Могила Густава Эрикссона | страница 158
……….
Шёл я вверх к Входоиерусалимской церкви, в которой размещался краеведческий музей. Оттуда я спустился по улице Чистякова к пешеходному мосту через Кашинку. На середине моста я остановился. Лучшего места, чтобы посмотреть на закат, трудно было придумать. Река здесь была широкой, с заводями и делала поворот на 90 градусов. Она упиралась в крутой и высокий берег, поросший ивами и кустарниками. Солнце шло на закат прямо над ним. На горе виднелись главки храма Входа Господня в Иерусалим. Небо было застлано рваной тканью облаков, которую прощальные лучи превратили в палитру Николя Пуссена. Тёплый весенний день уступал свои права такой же тёплой ночи, грозившей сожрать все остатки снега, где бы они не прятались. Планов на вечер у меня не было никаких, и я целый час курил на этом мосту, наблюдая переход золотистых и розоватых оттенков заката в багряные и лиловые.
Может, не откладывая дело в долгий ящик, гульнуть со Львёнком Р-р-ры Мяу? Пожалуй, нет. Думаю, нисколько она не соврала, когда рассказывала, что в городе Кашин всего два таких сокровища. И, конечно, такая классная девулька занята. Скорее всего, хозяином кафе. Он наверняка отдыхает с ней по полной от старой и сварливой жены. Да и перед Ланкой будет неудобно по возвращению. Во-первых, на шестом десятке пора и о душе подумать, а не бегать за всякими крутобёдрыми девицами. Во-вторых, если я жене за пятнадцать лет ни разу не изменял, пожалуй, не стоит и начинать. Так что извиняйте, всякие Львята и Тигрята, – я человек с высокими морально-нравственными принципами! А вот посидеть в каком-нибудь тихом местечке и уничтожить бутылку «Старого Кенигсберга» – не возбраняется. Мой друг отец Роман вполне мог бы гордиться таким праведным прихожанином и вряд ли кинул бы в меня камень за какой-то коньяк.

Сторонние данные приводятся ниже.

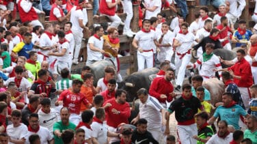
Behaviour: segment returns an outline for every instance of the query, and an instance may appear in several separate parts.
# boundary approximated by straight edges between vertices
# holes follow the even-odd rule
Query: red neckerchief
[[[90,125],[88,125],[88,124],[86,124],[86,123],[82,122],[82,121],[80,121],[80,122],[79,123],[79,124],[78,124],[78,126],[76,127],[75,130],[77,130],[78,128],[79,128],[81,127],[81,126],[85,126],[85,127],[87,127],[87,128],[90,129],[91,130],[92,130],[92,128],[91,128],[91,126],[90,126]]]
[[[165,74],[165,72],[163,70],[160,70],[157,73],[157,75],[163,76]]]
[[[27,63],[29,63],[30,64],[33,64],[33,65],[35,65],[35,66],[36,66],[36,63],[37,62],[35,61],[32,61],[31,59],[29,59],[28,60],[27,60],[26,61]]]
[[[21,82],[22,79],[23,78],[21,78],[21,79],[17,79],[16,77],[14,78],[14,83],[18,88],[19,88],[21,86]]]
[[[103,122],[101,120],[100,120],[98,118],[97,118],[96,117],[93,117],[93,121],[96,121],[101,124],[103,124]]]
[[[64,42],[60,42],[60,41],[59,40],[59,43],[60,44],[64,44],[64,42],[69,42],[69,41],[67,40],[66,39],[64,39]]]
[[[144,29],[144,28],[142,28],[141,29],[141,31],[142,31],[143,32],[144,32],[144,33],[150,33],[150,31],[151,31],[151,30],[149,30],[149,31],[146,31],[145,29]]]
[[[208,18],[208,16],[206,15],[206,16],[202,18],[202,20],[204,21],[204,20],[206,20]]]
[[[120,42],[120,39],[118,38],[111,38],[110,37],[109,35],[108,35],[108,38],[109,38],[109,40],[110,41],[110,42],[111,44],[118,44]]]
[[[34,112],[36,111],[36,109],[34,109],[32,107],[31,104],[27,104],[27,108],[29,109],[29,110],[31,112],[32,112],[32,113],[34,113]]]
[[[228,80],[228,81],[225,83],[225,87],[227,87],[227,86],[228,85],[228,84],[230,84],[230,83],[234,83],[233,81],[232,81],[231,79]]]
[[[192,97],[193,97],[193,94],[192,94],[192,93],[190,93],[190,96],[189,96],[189,98],[186,98],[186,97],[184,96],[184,94],[182,93],[182,98],[184,100],[190,100]]]
[[[108,81],[106,81],[105,76],[103,78],[103,82],[105,83],[105,85],[108,85]]]
[[[30,126],[29,126],[27,130],[29,131],[29,132],[35,132],[35,133],[37,133],[39,130],[39,129],[40,128],[40,126],[38,126],[37,129],[36,130],[33,130],[31,128],[31,127]]]
[[[208,31],[208,32],[210,32],[211,31],[211,29],[206,29],[205,27],[204,27],[204,29],[205,29],[205,31]]]
[[[66,32],[65,33],[66,35],[68,35],[68,34],[69,34],[69,33],[72,33],[72,31],[71,30],[70,30],[70,31],[66,31]]]
[[[180,30],[178,31],[179,33],[181,33],[181,34],[183,34],[183,35],[186,35],[188,33],[188,31],[186,31],[185,33],[184,33],[183,32],[182,32],[182,29],[180,29]]]
[[[246,29],[240,29],[240,27],[237,28],[237,31],[239,31],[239,33],[241,35],[244,35],[246,32]]]
[[[50,32],[49,32],[49,31],[44,31],[44,33],[46,33],[46,34],[47,35],[47,36],[49,37],[50,40],[52,40],[52,38],[53,38],[53,33],[50,33]]]
[[[230,108],[230,107],[232,107],[232,106],[234,106],[236,104],[236,102],[235,101],[232,100],[230,102],[230,104],[229,104],[228,106],[224,106],[224,106],[226,107],[226,108]]]
[[[204,128],[206,128],[206,126],[208,126],[208,123],[204,123],[202,126],[200,126],[200,128],[199,128],[199,131],[200,131],[200,130],[202,130]]]
[[[41,111],[42,111],[42,112],[44,112],[44,113],[50,113],[50,111],[49,111],[49,113],[46,113],[45,111],[44,111],[44,109],[42,109],[41,108]],[[51,109],[50,109],[50,111],[51,111]]]
[[[219,131],[218,131],[218,132],[217,132],[217,136],[219,137],[222,138],[222,139],[225,139],[228,134],[230,134],[230,132],[228,130],[227,132],[226,132],[226,134],[224,136],[220,136],[219,134]]]
[[[222,17],[222,16],[226,16],[226,13],[225,14],[221,14],[220,12],[218,13],[219,16]]]
[[[211,40],[214,40],[214,41],[217,41],[217,40],[218,40],[219,38],[219,35],[217,35],[215,36],[215,37],[213,36],[212,35],[210,35],[209,37],[210,37],[210,38],[211,38]]]
[[[131,143],[131,140],[129,141],[129,144]],[[126,144],[125,142],[124,142],[123,138],[120,139],[120,144]]]
[[[98,35],[96,35],[96,34],[94,34],[94,38],[97,38],[97,39],[98,39],[99,40],[100,40],[101,39],[100,39],[100,36],[98,36]]]

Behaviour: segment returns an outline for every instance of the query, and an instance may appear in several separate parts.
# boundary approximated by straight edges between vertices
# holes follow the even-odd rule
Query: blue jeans
[[[186,0],[175,0],[178,7],[181,9],[181,13],[183,18],[185,19],[188,14],[187,5]]]
[[[94,0],[93,2],[93,16],[97,14],[99,8],[99,0]]]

Кстати, когда я поворачивал на улицу Чистякова, справа вроде был целый ресторан под названием «Уютный двор». Не всё ли равно, где напиваться? И я полез обратно в гору.

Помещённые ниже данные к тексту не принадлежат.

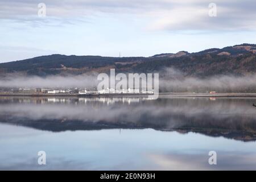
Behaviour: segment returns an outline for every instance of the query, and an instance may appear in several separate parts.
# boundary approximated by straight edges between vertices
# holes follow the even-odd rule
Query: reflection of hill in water
[[[152,128],[256,140],[255,98],[0,99],[0,122],[51,131]]]

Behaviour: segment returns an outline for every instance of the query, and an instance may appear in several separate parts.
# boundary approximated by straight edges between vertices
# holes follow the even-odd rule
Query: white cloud
[[[47,15],[60,19],[79,19],[99,13],[129,14],[150,20],[147,26],[164,30],[254,30],[256,2],[214,1],[217,16],[208,16],[209,1],[185,0],[45,0]],[[38,8],[34,1],[1,1],[0,18],[35,21]],[[47,23],[46,22],[46,23]]]

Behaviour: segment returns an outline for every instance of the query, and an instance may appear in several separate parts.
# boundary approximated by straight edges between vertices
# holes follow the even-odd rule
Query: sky
[[[255,10],[249,0],[0,0],[0,63],[255,44]]]

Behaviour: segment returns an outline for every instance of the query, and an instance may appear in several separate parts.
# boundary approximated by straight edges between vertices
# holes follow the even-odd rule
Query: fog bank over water
[[[173,68],[159,72],[160,92],[255,92],[256,75],[248,76],[217,75],[204,78],[187,76]],[[0,79],[2,88],[97,88],[98,73],[46,77],[9,75]],[[117,75],[117,73],[115,74]],[[119,81],[116,80],[117,84]]]
[[[167,130],[179,128],[185,131],[190,128],[198,129],[199,132],[209,130],[210,133],[216,129],[216,135],[220,130],[228,130],[225,135],[230,131],[245,133],[243,135],[246,138],[242,139],[250,140],[256,136],[254,102],[255,98],[6,97],[0,100],[0,118],[1,122],[36,128],[43,124],[39,126],[42,129],[47,129],[44,127],[50,123],[57,128],[64,126],[65,130],[76,130],[72,125],[79,122],[81,125],[77,125],[78,130],[88,123],[92,124],[85,127],[85,130],[99,129],[102,126]],[[56,131],[54,127],[52,126],[51,130]]]

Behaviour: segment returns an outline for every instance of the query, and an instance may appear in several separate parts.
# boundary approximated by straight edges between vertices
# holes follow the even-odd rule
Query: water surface
[[[0,98],[1,169],[256,169],[255,98]],[[45,151],[47,164],[38,164]],[[208,152],[217,154],[209,165]]]

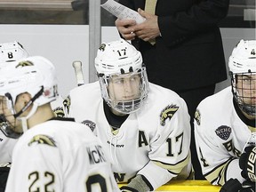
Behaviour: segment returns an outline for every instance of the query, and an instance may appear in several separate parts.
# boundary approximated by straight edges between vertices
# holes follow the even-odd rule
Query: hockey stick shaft
[[[75,70],[77,86],[81,86],[84,84],[83,69],[82,69],[82,62],[80,60],[75,60],[72,63],[72,66]]]

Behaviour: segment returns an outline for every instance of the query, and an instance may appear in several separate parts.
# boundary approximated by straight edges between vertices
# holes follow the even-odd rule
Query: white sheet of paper
[[[139,12],[124,6],[114,0],[108,0],[100,6],[120,20],[135,20],[137,24],[140,24],[146,20],[140,15]]]

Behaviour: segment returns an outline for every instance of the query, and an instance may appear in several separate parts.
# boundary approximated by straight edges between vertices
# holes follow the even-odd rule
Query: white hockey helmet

Зал «Уютного двора» был большим и безлюдным, посетителей в понедельник вечером почти не было. Меня позабавило причудливое смешение вполне современного «хай-тек» с провинциальным стилем «дораха-бохато». Мальчик-официант спросил меня:
– Что будете пить?
– У тебя «Старый Кенигсберг» есть? – парень утвердительно кивнул. – Неси сразу бутылку.
– А кушать что будете?
– Вот его, родимого, и буду кушать.
В дальнем углу кабака галдела кампания из трёх человек. Спиной ко мне сидели два типичных птеродактиля, коротко бритых и в кожаных куртках. Они наперебой пытались что-то доказать солидному атлетичному мужику, слушавшему их с недовольным лицом. Был он на пару лет помладше меня, высокий и мощно сложенный. Морда смазливая и моложавая, губастый такой, из серии «бабам нравится». Пока птеродактили ему втирали, он, молча и пристально, глядел на меня. Я тоже его сразу признал, хотя за последние двенадцать лет, что мы не виделись, он растолстел. Во дела!